The initial headlines detailing the results of Chicago’s 2020 e-scooter program tended to overlook the bigger story.
It’s true that this fall’s 640,000 trips didn’t quite reach the level of the 2019 pilot—a drop that can largely be attributed to COVID restrictions and a colder riding season (last year’s pilot ran from Jun-Oct, while this year’s ran from Aug-Dec). What’s more compelling, however, is the significant progress made towards achieving the city’s ambitious mobility equity goals.
One statistic in particular drives this point home:
Bird ridership in Priority Areas located in Chicago’s south and west sides jumped from 12.5% in 2019 to 37.6% in 2020.
The beneficial impact of e-scooters was perhaps most visible in the city’s transit deserts. Just under half of all Bird rides ended at least ½ mile from a rail station, with 20% ending more than a full mile away.
Leveraging Policy & Community to Increase Equity
This increase in mobility equity didn’t happen by chance. Chicago administrators should be praised for their insistence that e-scooters be both affordable and equitably distributed throughout the city. With their guidance, the Bird team was able to ensure that scooters deployed in Priority Areas were available for residents around the clock. Fleet distribution in these neighborhoods varied by less than 0.25% between morning and afternoon, and Bird riders received an automatic 50% discount on rides in Priority Areas.
Community engagement was another key piece of the puzzle. By listening to and partnering with local leaders and advocacy groups, our team was better able to understand and respond to the needs of Chicago’s diverse population.
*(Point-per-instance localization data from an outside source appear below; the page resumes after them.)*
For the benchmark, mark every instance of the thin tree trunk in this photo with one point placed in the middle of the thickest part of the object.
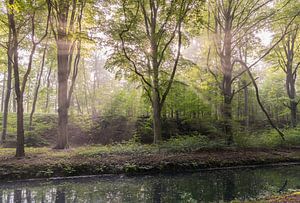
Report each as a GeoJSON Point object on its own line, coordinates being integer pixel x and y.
{"type": "Point", "coordinates": [3, 92]}
{"type": "Point", "coordinates": [62, 61]}
{"type": "Point", "coordinates": [246, 105]}
{"type": "Point", "coordinates": [35, 96]}
{"type": "Point", "coordinates": [156, 117]}
{"type": "Point", "coordinates": [20, 152]}
{"type": "Point", "coordinates": [8, 89]}
{"type": "Point", "coordinates": [48, 88]}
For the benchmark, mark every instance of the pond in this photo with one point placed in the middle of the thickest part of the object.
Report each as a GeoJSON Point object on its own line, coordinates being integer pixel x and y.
{"type": "Point", "coordinates": [203, 186]}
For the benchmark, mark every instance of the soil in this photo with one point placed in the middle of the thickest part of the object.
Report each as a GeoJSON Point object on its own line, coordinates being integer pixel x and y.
{"type": "Point", "coordinates": [67, 163]}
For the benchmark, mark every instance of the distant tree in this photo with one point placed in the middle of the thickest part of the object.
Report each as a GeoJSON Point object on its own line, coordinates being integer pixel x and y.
{"type": "Point", "coordinates": [149, 35]}
{"type": "Point", "coordinates": [66, 23]}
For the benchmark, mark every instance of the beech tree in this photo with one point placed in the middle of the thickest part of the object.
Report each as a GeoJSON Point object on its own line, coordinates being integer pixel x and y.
{"type": "Point", "coordinates": [66, 17]}
{"type": "Point", "coordinates": [230, 22]}
{"type": "Point", "coordinates": [150, 36]}
{"type": "Point", "coordinates": [16, 22]}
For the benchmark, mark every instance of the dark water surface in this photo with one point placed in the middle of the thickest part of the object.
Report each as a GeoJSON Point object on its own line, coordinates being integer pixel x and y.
{"type": "Point", "coordinates": [205, 186]}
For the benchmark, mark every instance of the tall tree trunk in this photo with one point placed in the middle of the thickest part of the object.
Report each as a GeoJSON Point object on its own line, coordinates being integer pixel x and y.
{"type": "Point", "coordinates": [156, 117]}
{"type": "Point", "coordinates": [38, 83]}
{"type": "Point", "coordinates": [227, 84]}
{"type": "Point", "coordinates": [3, 92]}
{"type": "Point", "coordinates": [62, 62]}
{"type": "Point", "coordinates": [19, 96]}
{"type": "Point", "coordinates": [246, 105]}
{"type": "Point", "coordinates": [48, 88]}
{"type": "Point", "coordinates": [8, 89]}
{"type": "Point", "coordinates": [291, 91]}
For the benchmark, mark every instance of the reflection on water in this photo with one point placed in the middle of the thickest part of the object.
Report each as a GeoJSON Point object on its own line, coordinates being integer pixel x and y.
{"type": "Point", "coordinates": [209, 186]}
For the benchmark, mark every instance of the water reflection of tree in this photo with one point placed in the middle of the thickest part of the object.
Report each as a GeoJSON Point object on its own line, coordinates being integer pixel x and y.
{"type": "Point", "coordinates": [199, 187]}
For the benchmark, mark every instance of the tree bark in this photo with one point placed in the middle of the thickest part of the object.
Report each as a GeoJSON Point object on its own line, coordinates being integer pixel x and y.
{"type": "Point", "coordinates": [156, 117]}
{"type": "Point", "coordinates": [3, 92]}
{"type": "Point", "coordinates": [62, 64]}
{"type": "Point", "coordinates": [20, 152]}
{"type": "Point", "coordinates": [48, 88]}
{"type": "Point", "coordinates": [8, 88]}
{"type": "Point", "coordinates": [38, 83]}
{"type": "Point", "coordinates": [246, 105]}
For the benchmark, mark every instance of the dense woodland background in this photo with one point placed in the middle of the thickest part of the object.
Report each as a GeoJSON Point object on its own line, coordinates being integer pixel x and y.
{"type": "Point", "coordinates": [148, 70]}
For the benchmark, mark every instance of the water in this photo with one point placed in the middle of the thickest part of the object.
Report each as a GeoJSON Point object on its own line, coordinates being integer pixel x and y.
{"type": "Point", "coordinates": [205, 186]}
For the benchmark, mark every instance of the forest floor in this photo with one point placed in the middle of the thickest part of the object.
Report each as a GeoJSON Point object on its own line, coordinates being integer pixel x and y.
{"type": "Point", "coordinates": [97, 160]}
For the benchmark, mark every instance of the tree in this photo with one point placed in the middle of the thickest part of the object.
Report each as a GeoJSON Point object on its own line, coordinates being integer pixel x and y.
{"type": "Point", "coordinates": [230, 22]}
{"type": "Point", "coordinates": [15, 22]}
{"type": "Point", "coordinates": [66, 17]}
{"type": "Point", "coordinates": [150, 40]}
{"type": "Point", "coordinates": [287, 61]}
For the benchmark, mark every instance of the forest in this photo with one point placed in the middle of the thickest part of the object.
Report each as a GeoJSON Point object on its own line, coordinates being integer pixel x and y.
{"type": "Point", "coordinates": [147, 85]}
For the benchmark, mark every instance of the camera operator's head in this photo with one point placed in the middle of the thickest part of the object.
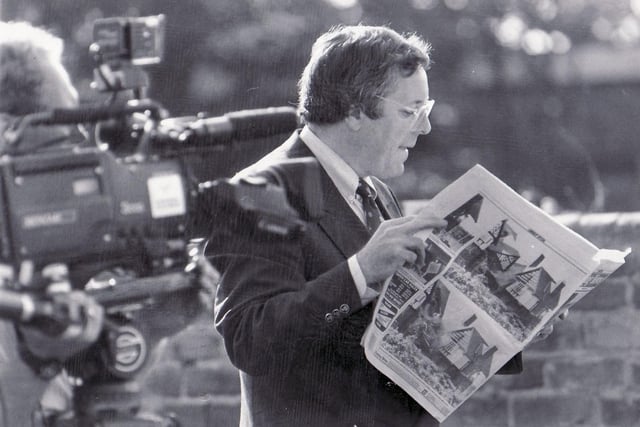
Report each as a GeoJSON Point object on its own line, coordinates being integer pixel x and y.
{"type": "Point", "coordinates": [32, 77]}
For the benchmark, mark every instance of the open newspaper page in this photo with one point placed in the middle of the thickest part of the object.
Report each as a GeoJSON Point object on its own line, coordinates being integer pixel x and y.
{"type": "Point", "coordinates": [494, 276]}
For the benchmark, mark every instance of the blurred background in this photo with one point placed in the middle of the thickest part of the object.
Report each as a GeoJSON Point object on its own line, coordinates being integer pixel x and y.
{"type": "Point", "coordinates": [544, 93]}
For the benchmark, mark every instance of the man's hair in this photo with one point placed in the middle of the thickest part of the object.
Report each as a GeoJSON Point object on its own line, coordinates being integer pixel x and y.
{"type": "Point", "coordinates": [352, 66]}
{"type": "Point", "coordinates": [25, 52]}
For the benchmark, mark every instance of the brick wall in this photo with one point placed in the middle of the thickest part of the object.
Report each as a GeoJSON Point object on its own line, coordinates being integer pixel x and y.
{"type": "Point", "coordinates": [586, 373]}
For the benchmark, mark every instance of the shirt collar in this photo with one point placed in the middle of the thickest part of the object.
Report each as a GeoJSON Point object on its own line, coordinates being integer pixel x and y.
{"type": "Point", "coordinates": [342, 175]}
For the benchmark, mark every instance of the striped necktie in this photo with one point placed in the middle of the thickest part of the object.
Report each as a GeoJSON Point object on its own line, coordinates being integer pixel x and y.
{"type": "Point", "coordinates": [373, 217]}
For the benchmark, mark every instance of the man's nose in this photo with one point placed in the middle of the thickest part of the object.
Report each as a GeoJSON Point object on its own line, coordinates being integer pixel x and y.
{"type": "Point", "coordinates": [424, 127]}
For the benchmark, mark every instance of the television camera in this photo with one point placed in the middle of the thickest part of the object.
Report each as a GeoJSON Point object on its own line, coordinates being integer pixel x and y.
{"type": "Point", "coordinates": [126, 198]}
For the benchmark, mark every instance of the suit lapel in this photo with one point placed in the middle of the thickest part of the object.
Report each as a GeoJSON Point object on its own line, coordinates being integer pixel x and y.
{"type": "Point", "coordinates": [387, 203]}
{"type": "Point", "coordinates": [339, 222]}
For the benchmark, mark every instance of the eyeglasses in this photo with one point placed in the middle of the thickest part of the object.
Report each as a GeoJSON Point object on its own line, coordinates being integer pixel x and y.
{"type": "Point", "coordinates": [418, 115]}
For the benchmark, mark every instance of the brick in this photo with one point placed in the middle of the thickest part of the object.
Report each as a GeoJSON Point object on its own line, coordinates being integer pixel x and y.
{"type": "Point", "coordinates": [200, 342]}
{"type": "Point", "coordinates": [484, 412]}
{"type": "Point", "coordinates": [553, 410]}
{"type": "Point", "coordinates": [224, 413]}
{"type": "Point", "coordinates": [577, 373]}
{"type": "Point", "coordinates": [635, 368]}
{"type": "Point", "coordinates": [214, 379]}
{"type": "Point", "coordinates": [530, 378]}
{"type": "Point", "coordinates": [612, 294]}
{"type": "Point", "coordinates": [624, 412]}
{"type": "Point", "coordinates": [635, 280]}
{"type": "Point", "coordinates": [208, 412]}
{"type": "Point", "coordinates": [190, 412]}
{"type": "Point", "coordinates": [615, 330]}
{"type": "Point", "coordinates": [164, 379]}
{"type": "Point", "coordinates": [568, 333]}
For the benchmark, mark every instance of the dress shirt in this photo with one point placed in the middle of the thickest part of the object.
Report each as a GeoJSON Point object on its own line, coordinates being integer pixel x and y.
{"type": "Point", "coordinates": [346, 181]}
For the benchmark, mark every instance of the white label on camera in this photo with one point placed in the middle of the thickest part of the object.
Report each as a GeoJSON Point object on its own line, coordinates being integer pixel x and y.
{"type": "Point", "coordinates": [166, 196]}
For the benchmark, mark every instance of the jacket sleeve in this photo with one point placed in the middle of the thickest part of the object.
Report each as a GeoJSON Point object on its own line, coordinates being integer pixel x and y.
{"type": "Point", "coordinates": [265, 309]}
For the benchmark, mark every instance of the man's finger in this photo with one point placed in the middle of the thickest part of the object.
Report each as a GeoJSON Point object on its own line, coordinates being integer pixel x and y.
{"type": "Point", "coordinates": [422, 222]}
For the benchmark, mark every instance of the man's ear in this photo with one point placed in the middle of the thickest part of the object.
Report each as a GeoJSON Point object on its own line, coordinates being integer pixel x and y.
{"type": "Point", "coordinates": [354, 119]}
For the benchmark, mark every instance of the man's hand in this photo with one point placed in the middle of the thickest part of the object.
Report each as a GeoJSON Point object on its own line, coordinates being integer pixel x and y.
{"type": "Point", "coordinates": [394, 244]}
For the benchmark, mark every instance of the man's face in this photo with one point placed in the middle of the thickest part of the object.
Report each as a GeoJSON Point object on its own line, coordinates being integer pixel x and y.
{"type": "Point", "coordinates": [388, 139]}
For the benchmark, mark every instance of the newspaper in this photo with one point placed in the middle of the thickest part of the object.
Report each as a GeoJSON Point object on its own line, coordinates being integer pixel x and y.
{"type": "Point", "coordinates": [493, 278]}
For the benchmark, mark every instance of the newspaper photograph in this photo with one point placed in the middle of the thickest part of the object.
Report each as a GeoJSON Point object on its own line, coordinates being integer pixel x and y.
{"type": "Point", "coordinates": [498, 272]}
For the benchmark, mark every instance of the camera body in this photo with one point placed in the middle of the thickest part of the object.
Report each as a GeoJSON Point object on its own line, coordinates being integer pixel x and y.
{"type": "Point", "coordinates": [88, 206]}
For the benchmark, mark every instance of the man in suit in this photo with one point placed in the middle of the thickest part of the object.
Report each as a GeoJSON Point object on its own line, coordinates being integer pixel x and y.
{"type": "Point", "coordinates": [292, 312]}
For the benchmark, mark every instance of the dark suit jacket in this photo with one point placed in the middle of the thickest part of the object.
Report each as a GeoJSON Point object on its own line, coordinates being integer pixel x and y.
{"type": "Point", "coordinates": [292, 320]}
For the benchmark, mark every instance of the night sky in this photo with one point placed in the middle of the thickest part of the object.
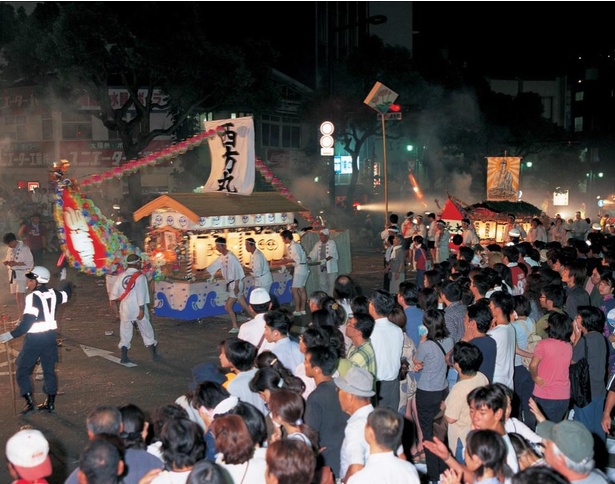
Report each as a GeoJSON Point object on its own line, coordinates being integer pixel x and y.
{"type": "Point", "coordinates": [515, 38]}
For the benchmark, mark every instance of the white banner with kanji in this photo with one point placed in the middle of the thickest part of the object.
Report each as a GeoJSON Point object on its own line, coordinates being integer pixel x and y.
{"type": "Point", "coordinates": [232, 156]}
{"type": "Point", "coordinates": [503, 178]}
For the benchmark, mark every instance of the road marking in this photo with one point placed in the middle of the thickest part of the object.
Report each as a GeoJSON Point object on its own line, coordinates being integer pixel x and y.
{"type": "Point", "coordinates": [107, 355]}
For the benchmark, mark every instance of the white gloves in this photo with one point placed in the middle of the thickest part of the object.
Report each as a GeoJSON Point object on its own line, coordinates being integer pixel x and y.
{"type": "Point", "coordinates": [5, 337]}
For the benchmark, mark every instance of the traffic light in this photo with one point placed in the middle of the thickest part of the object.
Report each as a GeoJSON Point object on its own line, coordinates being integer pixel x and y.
{"type": "Point", "coordinates": [394, 112]}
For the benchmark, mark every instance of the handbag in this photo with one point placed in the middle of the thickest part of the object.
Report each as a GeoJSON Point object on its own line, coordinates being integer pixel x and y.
{"type": "Point", "coordinates": [440, 425]}
{"type": "Point", "coordinates": [404, 368]}
{"type": "Point", "coordinates": [580, 385]}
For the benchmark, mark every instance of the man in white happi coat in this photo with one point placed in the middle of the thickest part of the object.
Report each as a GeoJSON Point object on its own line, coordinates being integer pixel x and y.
{"type": "Point", "coordinates": [325, 251]}
{"type": "Point", "coordinates": [253, 331]}
{"type": "Point", "coordinates": [233, 275]}
{"type": "Point", "coordinates": [131, 289]}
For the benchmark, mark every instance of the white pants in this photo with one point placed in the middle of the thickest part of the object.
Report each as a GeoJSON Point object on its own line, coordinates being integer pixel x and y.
{"type": "Point", "coordinates": [145, 327]}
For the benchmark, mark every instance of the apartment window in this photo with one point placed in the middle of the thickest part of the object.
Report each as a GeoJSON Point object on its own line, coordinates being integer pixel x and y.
{"type": "Point", "coordinates": [76, 126]}
{"type": "Point", "coordinates": [281, 131]}
{"type": "Point", "coordinates": [15, 127]}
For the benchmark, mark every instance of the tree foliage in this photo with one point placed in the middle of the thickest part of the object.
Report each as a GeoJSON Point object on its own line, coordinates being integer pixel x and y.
{"type": "Point", "coordinates": [81, 48]}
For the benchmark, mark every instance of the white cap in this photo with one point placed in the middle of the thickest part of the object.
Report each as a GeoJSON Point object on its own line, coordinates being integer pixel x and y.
{"type": "Point", "coordinates": [28, 451]}
{"type": "Point", "coordinates": [259, 296]}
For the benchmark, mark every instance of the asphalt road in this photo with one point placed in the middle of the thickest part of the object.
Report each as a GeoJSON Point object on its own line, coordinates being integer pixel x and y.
{"type": "Point", "coordinates": [89, 372]}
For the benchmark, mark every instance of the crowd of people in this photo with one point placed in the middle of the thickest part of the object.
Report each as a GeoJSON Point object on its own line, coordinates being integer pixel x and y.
{"type": "Point", "coordinates": [458, 366]}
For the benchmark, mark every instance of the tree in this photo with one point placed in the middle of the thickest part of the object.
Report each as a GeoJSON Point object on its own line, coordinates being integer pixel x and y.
{"type": "Point", "coordinates": [79, 48]}
{"type": "Point", "coordinates": [354, 121]}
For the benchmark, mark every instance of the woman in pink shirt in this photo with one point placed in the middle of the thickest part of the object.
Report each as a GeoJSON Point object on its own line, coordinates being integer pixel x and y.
{"type": "Point", "coordinates": [549, 368]}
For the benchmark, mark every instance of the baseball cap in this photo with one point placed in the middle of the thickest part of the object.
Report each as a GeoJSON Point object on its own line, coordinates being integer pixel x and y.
{"type": "Point", "coordinates": [206, 372]}
{"type": "Point", "coordinates": [357, 381]}
{"type": "Point", "coordinates": [28, 451]}
{"type": "Point", "coordinates": [572, 439]}
{"type": "Point", "coordinates": [259, 296]}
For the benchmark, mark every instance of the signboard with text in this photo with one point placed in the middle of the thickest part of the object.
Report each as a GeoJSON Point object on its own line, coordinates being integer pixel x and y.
{"type": "Point", "coordinates": [101, 153]}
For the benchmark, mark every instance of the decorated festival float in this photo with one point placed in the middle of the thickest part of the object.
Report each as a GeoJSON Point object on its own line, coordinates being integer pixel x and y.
{"type": "Point", "coordinates": [183, 226]}
{"type": "Point", "coordinates": [490, 217]}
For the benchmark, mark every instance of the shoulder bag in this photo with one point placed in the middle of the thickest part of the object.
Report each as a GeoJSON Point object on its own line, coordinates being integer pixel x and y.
{"type": "Point", "coordinates": [580, 385]}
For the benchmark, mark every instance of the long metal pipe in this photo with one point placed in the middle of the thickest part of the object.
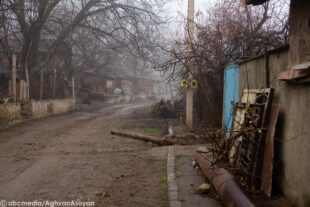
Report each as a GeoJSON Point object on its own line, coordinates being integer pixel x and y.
{"type": "Point", "coordinates": [223, 182]}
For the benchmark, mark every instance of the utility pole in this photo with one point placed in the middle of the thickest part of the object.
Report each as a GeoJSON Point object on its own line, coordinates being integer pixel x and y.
{"type": "Point", "coordinates": [54, 83]}
{"type": "Point", "coordinates": [14, 76]}
{"type": "Point", "coordinates": [190, 90]}
{"type": "Point", "coordinates": [73, 87]}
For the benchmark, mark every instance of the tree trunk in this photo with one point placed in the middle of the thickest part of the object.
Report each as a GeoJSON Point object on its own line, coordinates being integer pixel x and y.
{"type": "Point", "coordinates": [54, 84]}
{"type": "Point", "coordinates": [41, 83]}
{"type": "Point", "coordinates": [27, 82]}
{"type": "Point", "coordinates": [14, 76]}
{"type": "Point", "coordinates": [73, 87]}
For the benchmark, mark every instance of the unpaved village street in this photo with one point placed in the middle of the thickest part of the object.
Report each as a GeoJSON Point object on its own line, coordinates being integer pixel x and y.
{"type": "Point", "coordinates": [74, 157]}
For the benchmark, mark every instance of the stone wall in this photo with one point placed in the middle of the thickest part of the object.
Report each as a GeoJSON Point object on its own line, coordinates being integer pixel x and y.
{"type": "Point", "coordinates": [292, 144]}
{"type": "Point", "coordinates": [45, 108]}
{"type": "Point", "coordinates": [10, 114]}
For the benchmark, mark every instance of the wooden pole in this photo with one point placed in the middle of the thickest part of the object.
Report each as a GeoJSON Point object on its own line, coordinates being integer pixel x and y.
{"type": "Point", "coordinates": [21, 90]}
{"type": "Point", "coordinates": [10, 87]}
{"type": "Point", "coordinates": [41, 83]}
{"type": "Point", "coordinates": [27, 81]}
{"type": "Point", "coordinates": [54, 84]}
{"type": "Point", "coordinates": [14, 76]}
{"type": "Point", "coordinates": [73, 87]}
{"type": "Point", "coordinates": [189, 90]}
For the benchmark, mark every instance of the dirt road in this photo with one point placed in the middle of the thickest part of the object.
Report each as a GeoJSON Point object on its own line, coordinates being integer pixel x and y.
{"type": "Point", "coordinates": [74, 157]}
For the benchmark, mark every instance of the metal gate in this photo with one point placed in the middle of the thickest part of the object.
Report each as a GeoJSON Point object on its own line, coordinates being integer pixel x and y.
{"type": "Point", "coordinates": [231, 94]}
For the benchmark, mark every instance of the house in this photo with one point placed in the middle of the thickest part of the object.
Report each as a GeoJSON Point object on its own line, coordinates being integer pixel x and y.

“We need to educate the community,” said beloved “Bike Lady” and alternate member of the mayor’s bicycle advisory council Deloris Lucas, whose cycling group We Keep You Rollin’ promotes outdoor wellness and bicycle repair in the city’s south side. “We advocated for more resources like bikes and scooters to come to the far south side, but now what’s going to encourage us to ride them? Bird has shown a real commitment to supporting more transportation choices in our community, and we’ve embraced their efforts to work with us on education programs.”
Together with groups like UCAN and We Keep You Rollin’, we were able to organize group rides and eco-tours throughout Chicago’s south and west sides. Bird also piloted our seated adaptive vehicles to ensure that all riders had the opportunity to experience the benefits of micro-EVs.
The Need for Infrastructure in Priority Areas
While the results of Chicago’s 2020 e-scooter program are encouraging, more must be done to ensure equitable and safe ridership in Priority Areas.
“The sad thing that we have to overcome is the biking infrastructure that we don’t have,” said Deloris Lucas. “We don’t have full connecting sidewalks, we don’t have bike lanes and we don’t have protected bike lanes. That’s what would really encourage people to use bikes and scooters more. My community is surrounded by two highway-type streets where cars are moving very fast. It’s a mental thing. Protected bike lanes would allow us to ride safer.”
Using the feedback provided by Ms. Lucas and others, along with Bird’s comprehensive ride data, we have provided the city with a list of 28 corridors that have been identified as most in need of immediate infrastructure improvements.